鎌倉時代初期の公卿で歌人の藤原家隆(いえたか)の墓と伝えられる「家隆塚」が大阪市天王寺区夕陽ヶ丘町にあります。嘉禎2年(1236)に家隆は浄土教の教えである「日想観(じっそうかん)」を修するためにこの地に移り住みました。そして家隆はちぬの海(大阪湾)に沈む夕日をのぞみひたすら極楽往生を願うために夕陽庵(せきようあん)を建て、念仏三昧の日々を送りこの地で没したとされています。
契りあればなにわの里に やどりきて 波の入日を拝みつるかな
家隆がこの地で詠んだ和歌です。
不平等条約の改正に携わった明治の元勲睦奥宗光の実父伊達千広(だてちひろ)は紀州藩士で初代木津宗詮と懇意な仲でした。千広は本居大平(もとおりおおひら)に和歌を学び、紀州藩10代藩主徳川治宝(はるとみ)の信任をえて藩の重職を歴任しました。治宝の死後失脚し、紀州田辺(和歌山県田辺市)に9年間幽閉されました。文久2年(1862)に千広は紀州藩を脱藩して公武合体運動に参加し、維新後は敬愛した藤原家隆の大阪夕陽ヶ丘にある家隆の墓の傍に自得庵(じとくあん)を営んみ隠棲し自得と号しました。のちに東京の宗光のもとに身を寄せ、明治10年(1877)5月18日に亡くなります。

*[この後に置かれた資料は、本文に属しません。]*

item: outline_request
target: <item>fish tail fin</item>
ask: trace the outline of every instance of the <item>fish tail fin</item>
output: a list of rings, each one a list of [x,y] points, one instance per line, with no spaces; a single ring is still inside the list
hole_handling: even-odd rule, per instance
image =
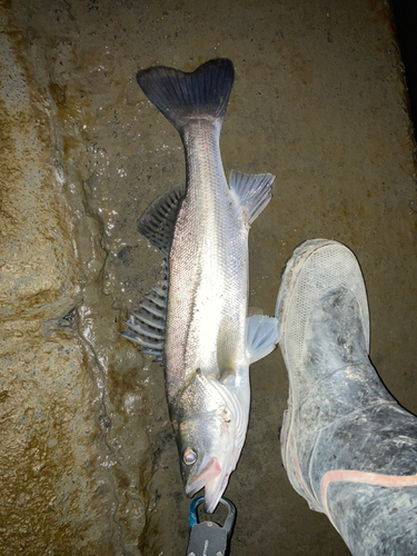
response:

享年76歳。通称は藤二郎。別に宗広。著作に史論書『大勢三転考』『余身帰(よみがえり)』『和歌禅話』などがあります。
遺言により家隆塚の近くに埋葬され、のちに宗光やその家族もこの地に埋葬されました。なお、現在は宗広や陸奥家一族は鎌倉寿福寺に改葬されています。現在は20才で亡くなった宗光の娘清の死を悼み等身大の地蔵尊と宗光に追慕の意を表す碑や千広の句碑が建てられています。ちなみに千広は「夕陽ヶ丘(大阪市天王寺区)」の地名の命名者です。 得浅斎の茶の湯の門人で書家で画家、そして跡見学園の創立者である跡見花蹊(かけい)の父重敬(しげたか)は、初代松斎と得浅斎の茶の湯の門下であり、千広の和歌の門人でもありましたした。そして得浅斎も松斎も千広と同じ紀州藩御仕入方に所属していました。なお、御仕入方とは、紀州藩内各地の産物を買いあげて諸国に販売する部署のことです。
得浅斎は勤皇の志が厚く、勤皇の志士たちと深い交わりがありました。松斎の実家である願泉寺の品を持ち出して金に替え、志士たちを支援したと伝えられています。そして千広の縁から得浅斎は息子宗光とも交流があり、宗光が得浅斎の門人加島屋から融資を受けるにあたり、千広が得浅斎に周旋してもらうようにと記した書状が国会図書館の憲政資料室にあります。
このような縁から、得浅斎は千広が家隆の墓に柵門を建てる時、その寄付の依頼を得浅斎が受け、10両の資金を平瀬家から調達しています。夕陽ヶ丘は得浅斎と伊達千広・陸奥宗光親子との関わりの地です。